Trust No One And Nothing

Validation, generally speaking, is the process of ensuring that the data we are about to work with both exists and is what we expect it to be. Sanitization, in general, is the process of preparing data to be sent to the database and ensuring it is safe to be entered.

As a developer, you should never make assumptions about inputs. Assuming that the content of all requests to your site is properly formatted or does not have malicious intent is poor practice and should be avoided at all costs.

Trust no requests, trust no data already in the database, and definitely don’t trust yourself.

Client-Side Vs. Server-Side Validation

When it comes to validation, form-submission is a major part of the discussion. It’s one of the most common ways that data goes from a client — a browser, app, script or whatever else the end-user or bot is using to make requests to your site — into WordPress. Forms, which may be in the front-end or back-end, should have validation. The form should be designed to prevent the submission of incomplete or malformed data.

Form validation and other types of validation in the browser is no substitute for server-side validation. Every endpoint on your site where you accept request input from an HTTP request needs validation, because even if it is supposed to be used only with a form, that is not the only way data can be submitted to that endpoint.

Client-side validation is an essential part of front-end design, but it is separate from your responsibilities in terms of the code running on the server before passing inputs to the database.

Validation Part One: Is The Request Authorized?

Validation can be thought of as a series of questions. The first question you need to ask yourself is whether or not the request is even allowed. Input, which is otherwise valid and safe from an unauthorized user, is still a major security issue if it’s allowed in.

For the most part, this is determined by whether or not the current user has a specific capability as defined by WordPress. In addition, most of the time, we want to prevent submissions that do not originate from our site. This is not always the case, however, when it is, nonces and checking the request referrer are good, but not perfect ways to prevent cross-site forgery attacks.

That is why the first step in processing all requests should be to check if a nonce is present and if so, to verify it. Here is an example where we check that a POST request has a key called _wpnonce and, only if does, do we proceed to check if the current user has a capability:

if( isset( $_POST[ '_wpnonce' ] ) && wp_verify_nonce( $_POST[ '_wpnonce' ] ) ){
    if( current_user_can( 'some_capability' ) ){
 
    }
}

Both auth cookies and nonces can be intercepted. Since nonces that are created for logged-in users are tied to the user ID they were created for, using one prevents mismatched cookies and nonces from being used. In addition, since nonces have a limited lifespan before they become invalid — 12 hours, by default — the usefulness of an intercepted nonce is minimal.

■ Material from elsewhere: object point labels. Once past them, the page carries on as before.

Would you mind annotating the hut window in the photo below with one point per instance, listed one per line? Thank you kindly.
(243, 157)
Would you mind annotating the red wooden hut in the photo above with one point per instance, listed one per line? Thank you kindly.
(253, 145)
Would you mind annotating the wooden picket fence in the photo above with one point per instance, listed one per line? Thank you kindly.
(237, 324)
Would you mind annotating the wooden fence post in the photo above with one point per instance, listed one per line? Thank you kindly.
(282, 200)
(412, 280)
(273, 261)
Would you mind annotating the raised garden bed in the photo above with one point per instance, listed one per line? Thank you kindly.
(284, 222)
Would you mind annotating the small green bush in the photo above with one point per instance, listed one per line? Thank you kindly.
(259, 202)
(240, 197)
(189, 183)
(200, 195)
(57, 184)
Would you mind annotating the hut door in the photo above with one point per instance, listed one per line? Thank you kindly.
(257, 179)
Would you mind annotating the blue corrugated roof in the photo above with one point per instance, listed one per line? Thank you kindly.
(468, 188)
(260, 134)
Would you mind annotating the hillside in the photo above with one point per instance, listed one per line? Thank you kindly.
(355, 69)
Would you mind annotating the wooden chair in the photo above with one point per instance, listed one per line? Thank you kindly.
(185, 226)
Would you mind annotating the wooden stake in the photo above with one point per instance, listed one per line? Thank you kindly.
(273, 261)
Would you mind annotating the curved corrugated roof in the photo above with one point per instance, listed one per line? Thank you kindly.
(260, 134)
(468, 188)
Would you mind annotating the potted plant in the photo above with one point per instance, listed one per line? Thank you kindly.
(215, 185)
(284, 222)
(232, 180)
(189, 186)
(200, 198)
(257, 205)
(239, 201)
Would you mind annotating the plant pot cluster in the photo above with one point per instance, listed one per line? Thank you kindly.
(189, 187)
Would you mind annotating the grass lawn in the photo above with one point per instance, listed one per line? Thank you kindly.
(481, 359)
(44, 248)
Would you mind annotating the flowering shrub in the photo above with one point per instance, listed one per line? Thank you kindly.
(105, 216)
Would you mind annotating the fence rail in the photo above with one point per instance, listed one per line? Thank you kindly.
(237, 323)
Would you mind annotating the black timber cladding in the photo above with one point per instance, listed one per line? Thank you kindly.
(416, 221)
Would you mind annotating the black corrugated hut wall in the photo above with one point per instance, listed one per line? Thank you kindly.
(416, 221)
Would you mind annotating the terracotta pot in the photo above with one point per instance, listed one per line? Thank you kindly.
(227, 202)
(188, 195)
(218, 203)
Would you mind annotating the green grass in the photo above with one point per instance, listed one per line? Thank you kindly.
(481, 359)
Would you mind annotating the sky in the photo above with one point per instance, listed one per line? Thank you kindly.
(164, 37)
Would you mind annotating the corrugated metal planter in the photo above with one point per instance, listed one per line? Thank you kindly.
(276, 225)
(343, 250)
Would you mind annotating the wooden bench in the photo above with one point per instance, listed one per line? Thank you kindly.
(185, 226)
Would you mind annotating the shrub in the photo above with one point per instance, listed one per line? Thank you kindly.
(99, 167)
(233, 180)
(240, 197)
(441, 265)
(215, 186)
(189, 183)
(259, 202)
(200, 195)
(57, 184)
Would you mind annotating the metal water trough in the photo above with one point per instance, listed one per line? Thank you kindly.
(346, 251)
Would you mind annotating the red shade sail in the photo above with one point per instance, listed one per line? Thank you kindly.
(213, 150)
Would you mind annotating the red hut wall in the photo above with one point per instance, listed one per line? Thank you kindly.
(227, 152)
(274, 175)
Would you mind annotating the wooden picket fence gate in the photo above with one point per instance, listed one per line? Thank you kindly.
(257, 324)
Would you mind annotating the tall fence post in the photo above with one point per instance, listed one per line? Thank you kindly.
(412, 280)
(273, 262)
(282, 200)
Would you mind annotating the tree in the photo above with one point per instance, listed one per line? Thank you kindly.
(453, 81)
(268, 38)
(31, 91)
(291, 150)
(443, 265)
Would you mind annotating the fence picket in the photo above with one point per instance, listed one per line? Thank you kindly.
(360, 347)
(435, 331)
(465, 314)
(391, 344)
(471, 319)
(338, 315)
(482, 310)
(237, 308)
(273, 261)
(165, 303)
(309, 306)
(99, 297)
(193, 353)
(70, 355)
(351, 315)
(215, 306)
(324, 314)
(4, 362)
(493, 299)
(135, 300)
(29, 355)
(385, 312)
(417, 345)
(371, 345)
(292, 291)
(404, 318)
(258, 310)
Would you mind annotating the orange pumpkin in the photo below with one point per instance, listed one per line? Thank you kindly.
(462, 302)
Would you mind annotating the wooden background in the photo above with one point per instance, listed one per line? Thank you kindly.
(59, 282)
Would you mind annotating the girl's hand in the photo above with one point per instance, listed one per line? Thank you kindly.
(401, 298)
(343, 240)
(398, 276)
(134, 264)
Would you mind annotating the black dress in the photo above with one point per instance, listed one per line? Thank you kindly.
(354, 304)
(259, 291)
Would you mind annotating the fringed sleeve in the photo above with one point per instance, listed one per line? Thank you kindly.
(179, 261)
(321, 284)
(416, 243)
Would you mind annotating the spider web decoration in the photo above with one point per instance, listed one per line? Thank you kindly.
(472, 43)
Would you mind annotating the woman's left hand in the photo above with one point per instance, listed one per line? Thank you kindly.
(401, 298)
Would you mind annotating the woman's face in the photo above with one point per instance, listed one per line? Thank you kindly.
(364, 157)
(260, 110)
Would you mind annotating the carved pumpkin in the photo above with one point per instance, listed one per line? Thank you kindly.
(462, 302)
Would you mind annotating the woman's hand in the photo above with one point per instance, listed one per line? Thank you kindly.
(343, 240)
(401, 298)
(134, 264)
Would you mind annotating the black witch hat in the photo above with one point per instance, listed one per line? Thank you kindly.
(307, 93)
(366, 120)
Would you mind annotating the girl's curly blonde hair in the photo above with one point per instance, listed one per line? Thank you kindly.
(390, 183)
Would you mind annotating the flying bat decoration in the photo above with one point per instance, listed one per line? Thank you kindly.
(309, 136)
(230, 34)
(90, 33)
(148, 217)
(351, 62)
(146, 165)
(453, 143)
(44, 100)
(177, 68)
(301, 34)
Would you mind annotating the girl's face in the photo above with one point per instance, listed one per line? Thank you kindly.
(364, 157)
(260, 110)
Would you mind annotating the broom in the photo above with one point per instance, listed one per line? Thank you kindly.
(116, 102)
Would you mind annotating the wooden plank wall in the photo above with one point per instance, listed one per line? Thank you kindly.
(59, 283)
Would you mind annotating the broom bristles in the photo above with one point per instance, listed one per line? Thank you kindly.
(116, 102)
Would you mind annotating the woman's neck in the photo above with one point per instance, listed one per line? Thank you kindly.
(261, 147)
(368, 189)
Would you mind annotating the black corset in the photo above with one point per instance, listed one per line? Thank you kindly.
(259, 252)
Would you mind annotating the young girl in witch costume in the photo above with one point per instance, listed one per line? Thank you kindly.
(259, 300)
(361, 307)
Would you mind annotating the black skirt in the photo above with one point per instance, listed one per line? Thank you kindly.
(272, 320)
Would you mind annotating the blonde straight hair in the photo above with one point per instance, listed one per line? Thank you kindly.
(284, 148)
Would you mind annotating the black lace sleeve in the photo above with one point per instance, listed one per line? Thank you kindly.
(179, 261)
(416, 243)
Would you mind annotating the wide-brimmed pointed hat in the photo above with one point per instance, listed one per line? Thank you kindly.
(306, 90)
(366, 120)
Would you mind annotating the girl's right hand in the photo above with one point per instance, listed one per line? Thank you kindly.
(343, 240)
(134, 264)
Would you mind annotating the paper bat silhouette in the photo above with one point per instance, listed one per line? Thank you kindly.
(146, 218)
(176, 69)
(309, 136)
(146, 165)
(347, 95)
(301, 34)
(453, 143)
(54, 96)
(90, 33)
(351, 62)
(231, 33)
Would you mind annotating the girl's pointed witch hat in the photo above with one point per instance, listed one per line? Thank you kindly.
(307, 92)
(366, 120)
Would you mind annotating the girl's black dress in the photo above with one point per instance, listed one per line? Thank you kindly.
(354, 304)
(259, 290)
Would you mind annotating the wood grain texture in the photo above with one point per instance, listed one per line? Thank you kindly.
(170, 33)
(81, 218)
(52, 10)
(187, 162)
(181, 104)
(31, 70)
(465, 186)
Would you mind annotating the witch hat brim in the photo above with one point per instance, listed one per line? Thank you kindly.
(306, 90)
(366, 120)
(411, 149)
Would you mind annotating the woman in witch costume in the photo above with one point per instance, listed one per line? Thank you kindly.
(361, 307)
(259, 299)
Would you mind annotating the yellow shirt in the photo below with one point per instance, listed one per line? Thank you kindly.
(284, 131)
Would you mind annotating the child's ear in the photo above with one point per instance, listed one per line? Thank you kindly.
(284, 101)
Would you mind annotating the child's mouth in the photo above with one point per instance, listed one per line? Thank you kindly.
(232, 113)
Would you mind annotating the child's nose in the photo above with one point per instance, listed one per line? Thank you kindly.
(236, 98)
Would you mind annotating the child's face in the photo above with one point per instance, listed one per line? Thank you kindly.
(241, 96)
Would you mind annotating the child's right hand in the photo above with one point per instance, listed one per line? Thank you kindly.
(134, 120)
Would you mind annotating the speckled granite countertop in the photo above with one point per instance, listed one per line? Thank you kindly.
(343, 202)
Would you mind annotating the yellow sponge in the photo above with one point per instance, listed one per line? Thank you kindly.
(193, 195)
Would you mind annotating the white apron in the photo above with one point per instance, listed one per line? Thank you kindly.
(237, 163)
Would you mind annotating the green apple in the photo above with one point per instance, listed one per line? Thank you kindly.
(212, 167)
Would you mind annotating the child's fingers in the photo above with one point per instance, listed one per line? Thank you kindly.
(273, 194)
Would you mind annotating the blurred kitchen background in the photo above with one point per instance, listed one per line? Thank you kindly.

Validation Part Two: Is The Correct Data Present?

Imagine a request that is designed to modify two meta fields of a post. That is only going to work if the fields we expect to pass are present. So before further processing a request, we want to make sure we have the right data.

In the context of a form submission or other data coming from a client, we need to make sure that the expected fields in the GET or POST super global are set. Here is a simple example, adding to the example from the last section, which checks that the data we need is set, using the function isset():

if( isset( $_POST[ '_wpnonce' ] ) && wp_verify_nonce( $_POST[ '_wpnonce' ] ) ){
    if( current_user_can( 'some_capability' ) ) {
        if( isset( $_POST[ 'number_of_thing' ] )  ){
 
        }
    }
}

This same principle applies to any function in the global scope that assumes any structure for the variables passed into it. For example, consider this function:

function slug_something( $post_id, $data ){
 
    update_post_meta( $post_id, 'foo', $data[ 'foo' ] );
    update_post_meta( $post_id, 'bar', $data[ 'bar' ] );
 
}

This works perfectly if $post_id is the ID of a post and the variable $data is an array with the keys ‘foo’ and ‘bar’. If not, however, the end result is not going to be as expected. The performance will be affected and PHP notices may be displayed.

Instead, we must ensure that our inputs are valid before using update_post_meta:

function slug_something( $post_id, $data ){
 
    if ( isset( $data[ 'bar' ], $data[ 'foo' ] ) ) {
        update_post_meta( $post_id, 'foo', $data[ 'foo' ] );
        update_post_meta( $post_id, 'bar', $data[ 'bar' ] );
    }
 
}

Notice that I chose not to check if $post_id is a valid post ID. This is because WordPress does it for me. Depending on how this function is used, however, it might make sense to check, since returning an error if a conditional like if ( is_object( get_post( $post_id ) ) fails would be useful.

Validation Part Three: Is The Input Correctly Formatted?

This third question has two parts. The first, which we’ve actually started to discuss in the last section, concerns the type and format of the input. PHP is a dynamically typed language.

PHP is a dynamically typed language. In PHP, variables have types (object, string, integer, float, array, etc.) but those types do not have to be explicitly declared. Because it is dynamically-typed, a variable can change its type. In PHP, there is nothing wrong with this code:

$foo = 'bar';
$foo = array( 'bar', 'foo' );

The variable foo started out as a string and then became an array. In addition, we are able to multiply a string containing a number by an integer. In other languages, the interpreter is not so flexible.

This kind of flexibility is very useful, but it can lead to errors caused by functions being passed variables of the wrong type. A function written to expect an array will likely cause errors when passed a string.

Consider this function:

function slug_display_status( $post ) {
    echo $post->post_status;
}

This works perfectly as long as $post is an object of the WP_Post class and the public property $post_status has not been unset or changed to a type that cannot be echoed.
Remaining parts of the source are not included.